The RISE schedule features one group coaching session each month. Students fill out a two-question reflection in the days after the session, and they’re asked to schedule a one-on-one session with one of the mentors to dive deeper into that month’s topic.
The theme for the November group session was communicating strengths and professional networking; Liam Darmody, a personal brand strategist with more than 40,000 followers on LinkedIn, spoke to the group via Zoom.
“Liam teaches branding on LinkedIn, and he is just a really cool dude,” Goodwin-Sak said. “He talked about building a brand on LinkedIn, and also how to build connections on LinkedIn with people you don’t know otherwise.”
In December, the session will focus on time and energy management, along with creating and communicating boundaries. In January, the theme is leadership and teamwork; in February, it’s communication and confidence as professional skills; in March, it’s career mapping and goal setting.
“Formal education doesn’t teach a lot of the professional skills that are really in demand in the workforce, so my goal is to supplement their formal education with the professional skills that they’ll need to be truly successful when they leave the program,” Goodwin-Sak said. “One of the ways we do that is by bringing in other professionals who have learned the skills along the way, and then also connecting them with mentors so they can have deeper, one-on-one discussions.”
Although it’s not the primary focus, the program is set up in a way that will help the mentors grow, too. Darmody’s talk about building a LinkedIn network, for example, could be just as valuable for the mentors as the students. Developing better career mapping skills is important at any stage of a career.

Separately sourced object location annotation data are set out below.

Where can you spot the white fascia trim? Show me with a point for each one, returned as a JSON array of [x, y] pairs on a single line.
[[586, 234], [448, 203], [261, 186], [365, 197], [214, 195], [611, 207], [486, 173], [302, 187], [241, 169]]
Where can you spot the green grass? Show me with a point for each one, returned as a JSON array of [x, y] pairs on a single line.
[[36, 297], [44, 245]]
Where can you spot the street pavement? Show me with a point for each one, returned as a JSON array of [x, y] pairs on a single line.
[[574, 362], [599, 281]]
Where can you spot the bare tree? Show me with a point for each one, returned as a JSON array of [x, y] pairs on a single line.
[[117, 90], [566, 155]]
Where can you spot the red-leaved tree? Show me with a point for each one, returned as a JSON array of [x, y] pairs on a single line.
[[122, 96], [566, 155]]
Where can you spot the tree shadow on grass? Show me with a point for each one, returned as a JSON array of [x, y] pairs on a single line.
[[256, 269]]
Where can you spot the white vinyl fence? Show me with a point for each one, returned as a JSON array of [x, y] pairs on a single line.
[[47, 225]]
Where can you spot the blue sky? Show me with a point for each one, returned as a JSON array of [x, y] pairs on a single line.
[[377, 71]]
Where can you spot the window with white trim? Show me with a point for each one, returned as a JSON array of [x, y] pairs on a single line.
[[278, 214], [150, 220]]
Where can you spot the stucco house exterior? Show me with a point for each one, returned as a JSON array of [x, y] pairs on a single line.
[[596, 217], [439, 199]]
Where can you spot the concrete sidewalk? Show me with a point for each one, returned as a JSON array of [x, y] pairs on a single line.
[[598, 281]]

Getting to interact directly with a group of motivated, ambitious students gives the mentors who work in talent acquisition roles for their companies a chance to learn the things that are important to the next generation of business leaders.
Goodwin-Sak and her group asked the mentors what they’ve found that does and doesn’t work in the mentor-mentee relationship, and they’ve taken those responses and created a list of questions for mentors to use as a jumping-off point for the one-on-one interactions. The mentors aren’t required to stick to that script, of course, but the questions are there to help.

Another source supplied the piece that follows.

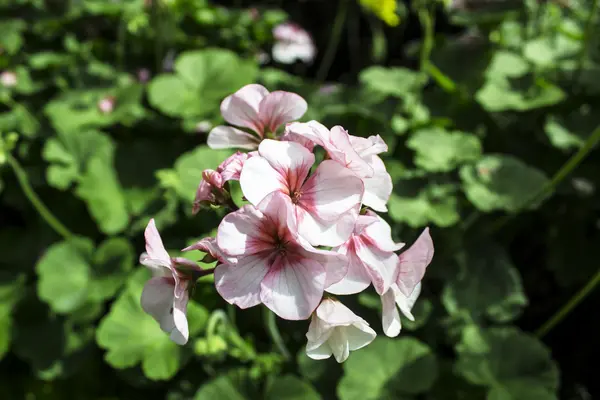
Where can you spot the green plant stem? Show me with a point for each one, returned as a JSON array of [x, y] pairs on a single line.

“The challenge when there’s no framework is that you end up putting two people together with no real understanding of what they’re supposed to get out of it,” Goodwin-Sak said. “It might work, and it might not, and it’s up to the student and mentor to figure it out. But if we give them guiderails, they immediately have topics to ask about, and with that framework there’s a much greater probability of success because everyone knows what they’re trying to accomplish.”
This is the first year for the RISE Academy, but everyone involved is excited about the potential for expansion down the road. Schiller, who started as dean of UMSL Business in April, is excited to make the program an important part of the college.
“The RISE Academy delivers unique value to our learners, whether undergraduate or graduate, domestic or international,” she said. “The academy will remain an initiative with high priority in the college’s strategic plan and actions.”